There’s nothing like some small, local stories to add a human touch to a tense, cross-border, mega-bid battle.
Such is the case with Kraft’s $16.8bn bid for UK confectionery group Cadbury.
As the war of words – and speculation about counter-offers – heats up, locals in England’s Bournville, a virtual company village for Cadbury for nearly 130 years, and the small town of Keynsham, home to a red-brick factory that makes Cadbury candy bars, have plenty to say about the bid battle.
In a colourful report on Wednesday, Bloomberg takes us to Bournville, setting the scene thus:Around the neat, red-brick houses and the cricket ground in Bournville, where the Cadbury family built their chocolate business amid the industrial sprawl of central England, the villagers are anxious.
And continues:
Employees at the Cadbury factory declined to comment yesterday as they filed home. The company makes chocolate brands such as Flake and Crème Eggs. Cadbury, which employs 45,000 worldwide, still sells chocolate carrying the Bournville name.
The Wall Street Journal, meanwhile, finds an English town that is 100 per cent pro-Kraft, giving us a glimpse of life in to Keynsham.
The unlikely hero of the town’s “Save Cadbury’s” campaign is none other than foreign aggressor Kraft. As the Journal explains:
Cadbury, plans to close the facility and move its 500 jobs to Poland. Kraft, in its letter to Cadbury management outlining its $16.73 billion takeover offer, said it believed the factory, called Somerdale, could be kept open. Indeed, the letter from Kraft Chief Executive Irene Rosenfeld said a deal would increase jobs in the U.K.
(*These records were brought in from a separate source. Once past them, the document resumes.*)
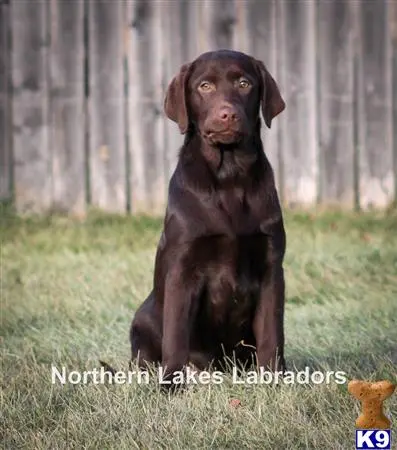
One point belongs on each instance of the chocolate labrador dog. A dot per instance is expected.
(218, 279)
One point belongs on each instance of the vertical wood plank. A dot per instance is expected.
(376, 155)
(216, 20)
(335, 63)
(67, 106)
(5, 107)
(145, 105)
(176, 53)
(31, 153)
(299, 121)
(106, 106)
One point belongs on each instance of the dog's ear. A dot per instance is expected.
(271, 101)
(175, 103)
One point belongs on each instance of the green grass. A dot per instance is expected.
(68, 293)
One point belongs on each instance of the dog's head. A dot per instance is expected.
(220, 93)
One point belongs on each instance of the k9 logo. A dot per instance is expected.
(373, 439)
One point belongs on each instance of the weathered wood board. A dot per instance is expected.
(67, 114)
(107, 133)
(32, 157)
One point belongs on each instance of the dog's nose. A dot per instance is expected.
(228, 114)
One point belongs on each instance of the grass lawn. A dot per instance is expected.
(68, 293)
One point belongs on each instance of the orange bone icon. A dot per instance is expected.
(371, 396)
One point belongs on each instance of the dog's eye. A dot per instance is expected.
(243, 83)
(206, 86)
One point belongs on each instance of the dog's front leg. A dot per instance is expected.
(269, 321)
(180, 298)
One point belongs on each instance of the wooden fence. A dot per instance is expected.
(83, 81)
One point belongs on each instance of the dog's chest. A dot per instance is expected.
(235, 210)
(234, 280)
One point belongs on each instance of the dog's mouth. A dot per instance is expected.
(224, 137)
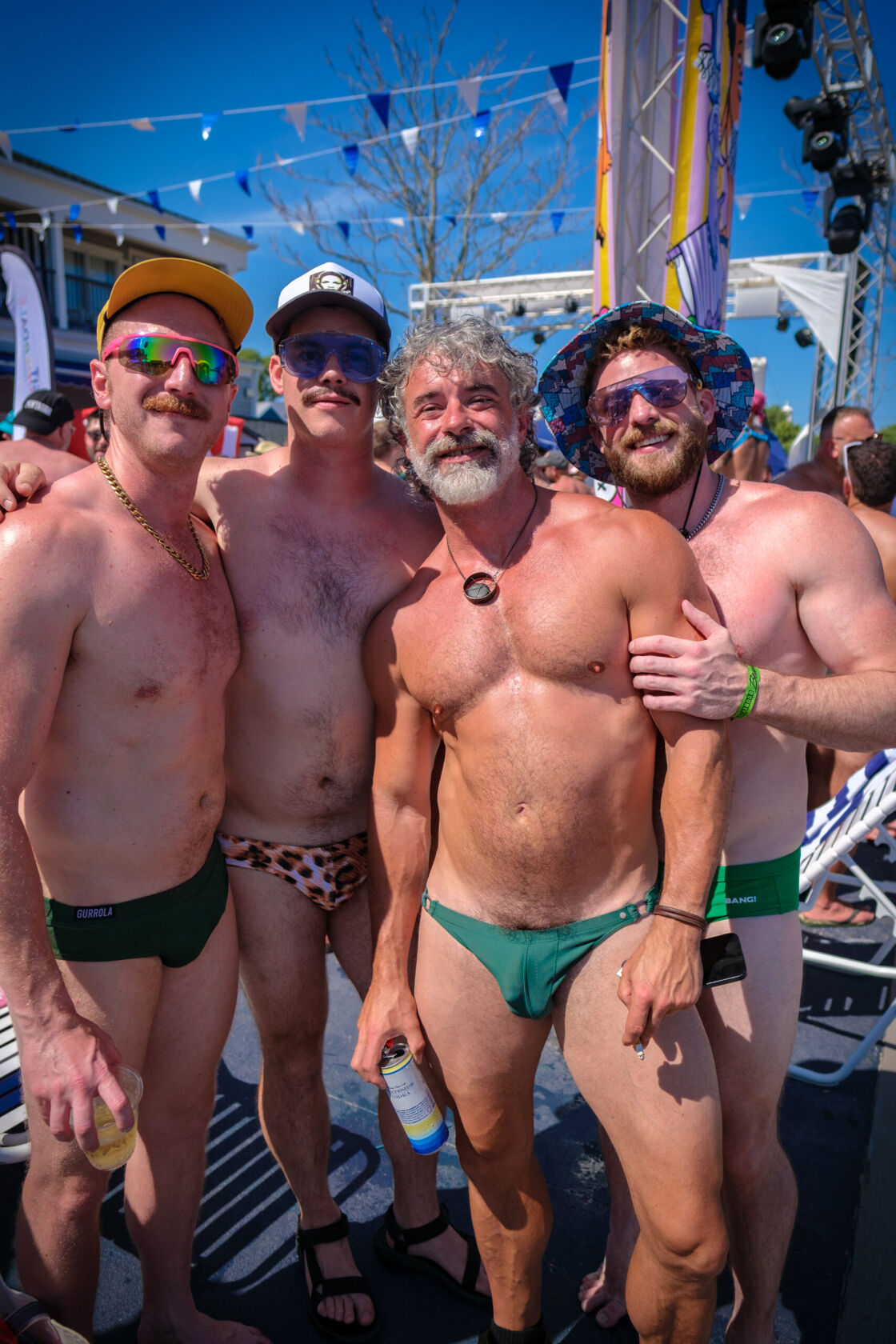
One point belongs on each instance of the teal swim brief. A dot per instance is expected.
(531, 964)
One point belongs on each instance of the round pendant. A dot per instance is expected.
(480, 588)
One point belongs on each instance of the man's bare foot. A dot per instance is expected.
(195, 1328)
(598, 1294)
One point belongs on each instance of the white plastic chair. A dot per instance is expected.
(15, 1146)
(866, 802)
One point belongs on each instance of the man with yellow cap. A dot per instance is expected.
(117, 934)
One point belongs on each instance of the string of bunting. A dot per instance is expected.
(351, 154)
(296, 113)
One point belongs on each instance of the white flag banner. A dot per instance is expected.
(409, 138)
(27, 306)
(469, 92)
(296, 114)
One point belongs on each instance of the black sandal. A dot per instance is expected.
(398, 1254)
(346, 1332)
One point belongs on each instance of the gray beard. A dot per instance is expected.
(466, 482)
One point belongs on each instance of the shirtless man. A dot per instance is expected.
(50, 420)
(546, 842)
(825, 472)
(314, 541)
(121, 792)
(798, 589)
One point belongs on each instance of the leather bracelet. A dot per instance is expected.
(682, 917)
(750, 694)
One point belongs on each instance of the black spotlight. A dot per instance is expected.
(782, 37)
(825, 126)
(854, 185)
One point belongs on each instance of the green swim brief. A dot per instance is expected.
(531, 964)
(174, 925)
(754, 889)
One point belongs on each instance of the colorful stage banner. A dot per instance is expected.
(703, 193)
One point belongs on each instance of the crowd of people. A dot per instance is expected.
(514, 757)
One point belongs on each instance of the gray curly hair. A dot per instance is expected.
(457, 344)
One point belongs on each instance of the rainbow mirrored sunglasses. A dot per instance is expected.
(152, 355)
(662, 387)
(306, 357)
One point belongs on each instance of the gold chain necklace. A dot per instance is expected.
(132, 508)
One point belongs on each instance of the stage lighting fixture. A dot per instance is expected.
(825, 126)
(782, 37)
(854, 185)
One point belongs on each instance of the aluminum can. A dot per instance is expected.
(413, 1100)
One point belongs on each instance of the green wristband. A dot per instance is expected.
(750, 694)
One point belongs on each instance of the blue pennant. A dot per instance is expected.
(379, 102)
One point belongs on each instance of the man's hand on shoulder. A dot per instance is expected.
(704, 679)
(19, 482)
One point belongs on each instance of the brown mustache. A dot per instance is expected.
(175, 405)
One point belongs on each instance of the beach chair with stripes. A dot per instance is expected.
(862, 806)
(15, 1146)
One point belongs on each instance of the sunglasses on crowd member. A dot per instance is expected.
(662, 387)
(158, 355)
(306, 357)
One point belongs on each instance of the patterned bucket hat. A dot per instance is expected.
(722, 363)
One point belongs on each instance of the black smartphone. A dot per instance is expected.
(723, 960)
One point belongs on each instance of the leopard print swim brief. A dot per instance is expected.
(326, 874)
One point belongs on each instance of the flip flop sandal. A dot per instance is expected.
(344, 1332)
(398, 1254)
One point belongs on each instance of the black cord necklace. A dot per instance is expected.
(481, 586)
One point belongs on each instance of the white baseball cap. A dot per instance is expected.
(330, 286)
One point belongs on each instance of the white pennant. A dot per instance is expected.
(296, 114)
(410, 138)
(469, 92)
(557, 101)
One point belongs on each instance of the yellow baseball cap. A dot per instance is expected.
(180, 276)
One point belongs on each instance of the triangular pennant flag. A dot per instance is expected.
(296, 114)
(469, 92)
(558, 104)
(562, 75)
(379, 102)
(409, 138)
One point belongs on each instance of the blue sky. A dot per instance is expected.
(233, 57)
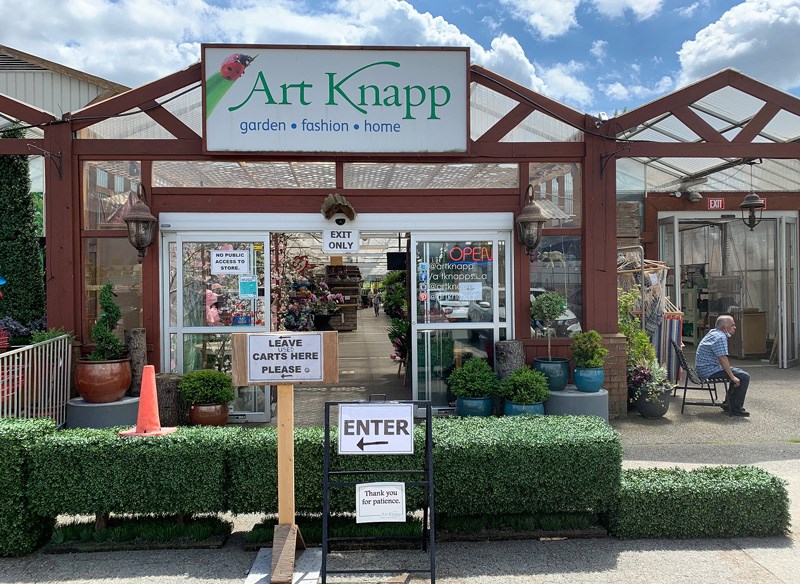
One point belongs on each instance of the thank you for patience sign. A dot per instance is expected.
(376, 429)
(380, 502)
(284, 357)
(233, 261)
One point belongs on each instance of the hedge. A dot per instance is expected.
(723, 501)
(89, 471)
(21, 529)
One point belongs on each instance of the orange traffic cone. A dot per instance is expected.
(147, 421)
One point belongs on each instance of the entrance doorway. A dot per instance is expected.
(224, 273)
(719, 266)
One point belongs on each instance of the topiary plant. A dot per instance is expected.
(547, 307)
(588, 351)
(524, 386)
(474, 379)
(107, 346)
(206, 386)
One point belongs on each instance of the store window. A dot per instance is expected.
(111, 260)
(106, 189)
(556, 267)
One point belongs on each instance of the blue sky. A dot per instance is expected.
(593, 55)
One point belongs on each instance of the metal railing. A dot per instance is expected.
(35, 380)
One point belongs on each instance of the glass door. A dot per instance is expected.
(215, 285)
(787, 293)
(459, 295)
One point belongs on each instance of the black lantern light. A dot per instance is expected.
(750, 203)
(530, 222)
(141, 224)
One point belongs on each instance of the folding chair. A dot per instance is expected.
(699, 383)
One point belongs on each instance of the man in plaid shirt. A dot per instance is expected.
(712, 362)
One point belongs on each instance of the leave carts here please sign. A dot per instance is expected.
(285, 357)
(376, 429)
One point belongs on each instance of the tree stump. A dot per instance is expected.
(136, 344)
(172, 411)
(509, 355)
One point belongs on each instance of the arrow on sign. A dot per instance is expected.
(361, 443)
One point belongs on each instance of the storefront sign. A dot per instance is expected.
(267, 98)
(341, 241)
(284, 357)
(376, 429)
(380, 502)
(230, 261)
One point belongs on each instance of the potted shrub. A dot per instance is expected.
(524, 392)
(474, 384)
(547, 308)
(650, 390)
(105, 374)
(589, 355)
(208, 393)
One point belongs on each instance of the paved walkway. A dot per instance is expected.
(768, 439)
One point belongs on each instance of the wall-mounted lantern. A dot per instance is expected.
(141, 224)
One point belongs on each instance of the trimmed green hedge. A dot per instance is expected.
(90, 471)
(724, 501)
(21, 529)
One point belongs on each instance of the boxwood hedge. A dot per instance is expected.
(720, 501)
(21, 528)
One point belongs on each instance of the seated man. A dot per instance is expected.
(711, 362)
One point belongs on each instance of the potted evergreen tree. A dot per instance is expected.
(524, 392)
(589, 355)
(547, 307)
(474, 384)
(208, 393)
(105, 374)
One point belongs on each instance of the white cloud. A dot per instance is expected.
(758, 37)
(642, 9)
(598, 49)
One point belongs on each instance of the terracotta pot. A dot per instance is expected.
(208, 414)
(101, 382)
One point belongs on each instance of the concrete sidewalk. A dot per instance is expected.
(701, 436)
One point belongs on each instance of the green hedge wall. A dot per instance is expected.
(21, 529)
(91, 471)
(724, 501)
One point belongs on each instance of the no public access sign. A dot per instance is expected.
(376, 429)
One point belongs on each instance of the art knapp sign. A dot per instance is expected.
(268, 98)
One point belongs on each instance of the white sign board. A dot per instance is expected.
(340, 241)
(376, 429)
(268, 98)
(380, 502)
(284, 357)
(233, 261)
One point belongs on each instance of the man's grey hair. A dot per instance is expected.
(724, 320)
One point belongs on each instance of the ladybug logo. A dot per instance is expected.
(233, 67)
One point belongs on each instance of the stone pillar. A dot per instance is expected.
(509, 355)
(136, 344)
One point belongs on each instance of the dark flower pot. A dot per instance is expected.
(556, 369)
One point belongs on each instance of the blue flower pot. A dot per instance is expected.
(589, 380)
(474, 406)
(512, 409)
(556, 370)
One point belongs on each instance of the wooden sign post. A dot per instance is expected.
(286, 359)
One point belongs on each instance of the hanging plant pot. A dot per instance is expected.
(556, 369)
(101, 382)
(589, 379)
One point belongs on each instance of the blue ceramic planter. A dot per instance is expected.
(589, 380)
(512, 409)
(474, 406)
(555, 369)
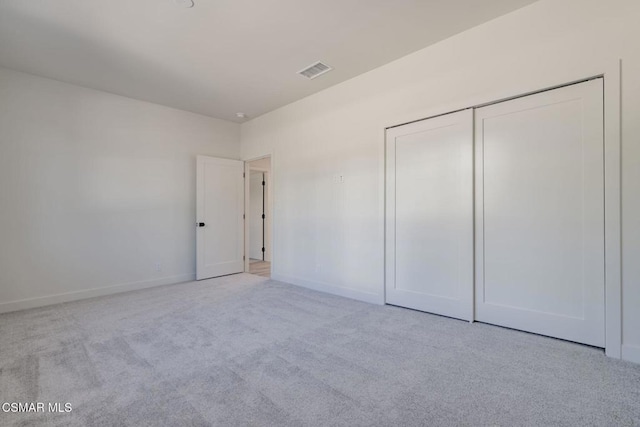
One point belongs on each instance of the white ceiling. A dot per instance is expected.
(224, 56)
Thus, as investors wait to see if a white knight will rescue Cadbury from Kraft, residents in this quiet old market town are looking to Kraft as the one in shining armor.
Yes, Cadbury is a “British institution”, as the FT notes in an editorial comment on Wednesday, but it is also already a global company and Tom Stitzer, its chief executive, is American. The issues are global ones, not matters of national identity, it continues, concluding:“Kraft’s attempted takeover of Cadbury may yet melt away, become hostile, or become competitive. What is encouraging is that the arguments surrounding it are about global business, not national pride”.
But in the eyes of The Times’ Carl Mortished, the bid-battle saga is all about “new imperial realities“. He explains: Without Cadbury, Kraft is just a big American food company — profitable but dull, a stack of stuff on Wal-Mart’s shelves, a business that rises and falls with the waistline of Joe Plumber. Kraft’s core business is processed cheese and frankfurters, not a big draw in Bangalore. Recently, it has added French biscuits (Lu) and Swiss chocolate (Suchard), but the pie chart of Kraft’s revenues that was displayed yesterday by the company says it all. More than two thirds of Kraft’s turnover is North American and, for the foreseeable future, blue-collar America will be a dead end for sales.
This bid is “not about cost savings”, he continues:
It is not about the Bristol factory that Ms Rosenfeld [Kraft's chief executive] hints might escape a Cadbury closure plan, not about Bournville, the model village built by Cadbury for its workers, not even about job prospects in Birmingham, Cadbury’s home town.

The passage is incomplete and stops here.